Cómo se recupera valor

La mercancía devuelta pierde valor con el tiempo que pasa sin decisión. Un producto que espera semanas en un muelle a que alguien determine su destino se deprecia sin que nadie lo registre.

Por eso la velocidad de disposición importa tanto como el costo del transporte: decidir rápido conserva más valor que negociar mejor el flete.

Y el motivo de devolución es información de producto, no sólo de logística. Cuando se captura de forma estructurada y llega a quien diseña o compra, deja de ser un costo y se convierte en la señal más honesta que tiene la organización sobre lo que vende.

Cómo se ordena el proyecto

Empiece midiendo: cuántas devoluciones, por qué motivo, cuánto tardan y qué destino final tuvieron. Esa tabla suele mostrar que unos pocos motivos concentran la mayoría de los casos.

Automatice primero el camino más frecuente y claramente dentro de política. Cubre el grueso del volumen con la lógica más simple.

Después incorpore los motivos menos frecuentes, y deje para el final los que exigen negociación, que probablemente deban seguir siendo atendidos por una persona con contexto.

Qué se necesita antes

Una política de devoluciones vigente y escrita, un catálogo de motivos acordado y un responsable del proceso de extremo a extremo. La tercera suele ser la que falta y la que más determina el resultado.
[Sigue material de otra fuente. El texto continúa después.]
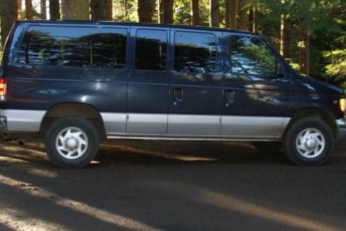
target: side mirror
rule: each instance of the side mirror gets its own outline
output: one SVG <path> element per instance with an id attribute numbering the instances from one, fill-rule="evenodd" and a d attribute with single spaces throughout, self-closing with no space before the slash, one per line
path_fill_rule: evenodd
<path id="1" fill-rule="evenodd" d="M 284 76 L 284 67 L 282 65 L 282 63 L 281 62 L 277 62 L 276 63 L 276 67 L 275 67 L 275 71 L 276 74 L 279 76 Z"/>

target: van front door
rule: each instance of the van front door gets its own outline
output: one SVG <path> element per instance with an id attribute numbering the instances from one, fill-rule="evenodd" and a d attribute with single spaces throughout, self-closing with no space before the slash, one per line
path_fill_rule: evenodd
<path id="1" fill-rule="evenodd" d="M 170 74 L 167 134 L 215 136 L 222 101 L 221 33 L 171 31 L 173 71 Z"/>
<path id="2" fill-rule="evenodd" d="M 226 34 L 221 135 L 273 139 L 289 121 L 291 78 L 284 62 L 262 39 Z"/>

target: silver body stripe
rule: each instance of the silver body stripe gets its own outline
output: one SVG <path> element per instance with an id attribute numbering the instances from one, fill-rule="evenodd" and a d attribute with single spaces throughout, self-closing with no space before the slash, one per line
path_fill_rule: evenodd
<path id="1" fill-rule="evenodd" d="M 44 110 L 1 110 L 8 132 L 38 132 Z M 276 140 L 289 117 L 102 112 L 106 134 L 111 137 L 174 139 Z"/>
<path id="2" fill-rule="evenodd" d="M 126 132 L 126 113 L 101 112 L 100 114 L 107 135 L 115 131 Z"/>
<path id="3" fill-rule="evenodd" d="M 1 110 L 0 116 L 7 117 L 7 130 L 10 132 L 39 131 L 44 110 Z"/>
Conviene también acordar el indicador: el tiempo desde que el cliente solicita hasta que la devolución se resuelve, y el porcentaje de mercancía que se reingresa a inventario. El primero mide experiencia; el segundo, recuperación de valor.

El dato que cambia la conversación

La mayoría de las organizaciones conoce su tasa de devolución y muy pocas conocen su composición. Son dos cosas distintas y sólo la segunda permite actuar.

Una tasa alta concentrada en un motivo de talla o descripción apunta a la ficha de producto. Concentrada en daño, apunta al empaque o al transporte. Repartida entre muchos motivos, apunta al proceso de venta.

Capturar el motivo de forma estructurada cuesta poco y convierte un costo logístico en un diagnóstico comercial. Es el subproducto más valioso del proyecto y casi siempre se descubre después.

¿Qué parte entrega resultado más rápido?

La solicitud estructurada con aprobación por regla. Permite decidir el destino antes de mover la mercancía, que es donde se genera la mayor parte del costo evitable.

¿Conviene aprobar devoluciones automáticamente?

Dentro de política, sí. Reservar la revisión humana para lo que se sale de la regla acelera la mayoría de los casos y concentra el criterio donde realmente aporta.

¿Cómo se detecta el abuso sin castigar al cliente legítimo?

Tratando el patrón inusual como señal para revisión humana, no como bloqueo automático. El costo de un falso positivo lo paga un cliente que no hizo nada malo.

¿Qué indicador conviene seguir?

El tiempo desde la solicitud hasta la resolución y el porcentaje de mercancía reingresada a inventario. El primero mide experiencia; el segundo, recuperación de valor.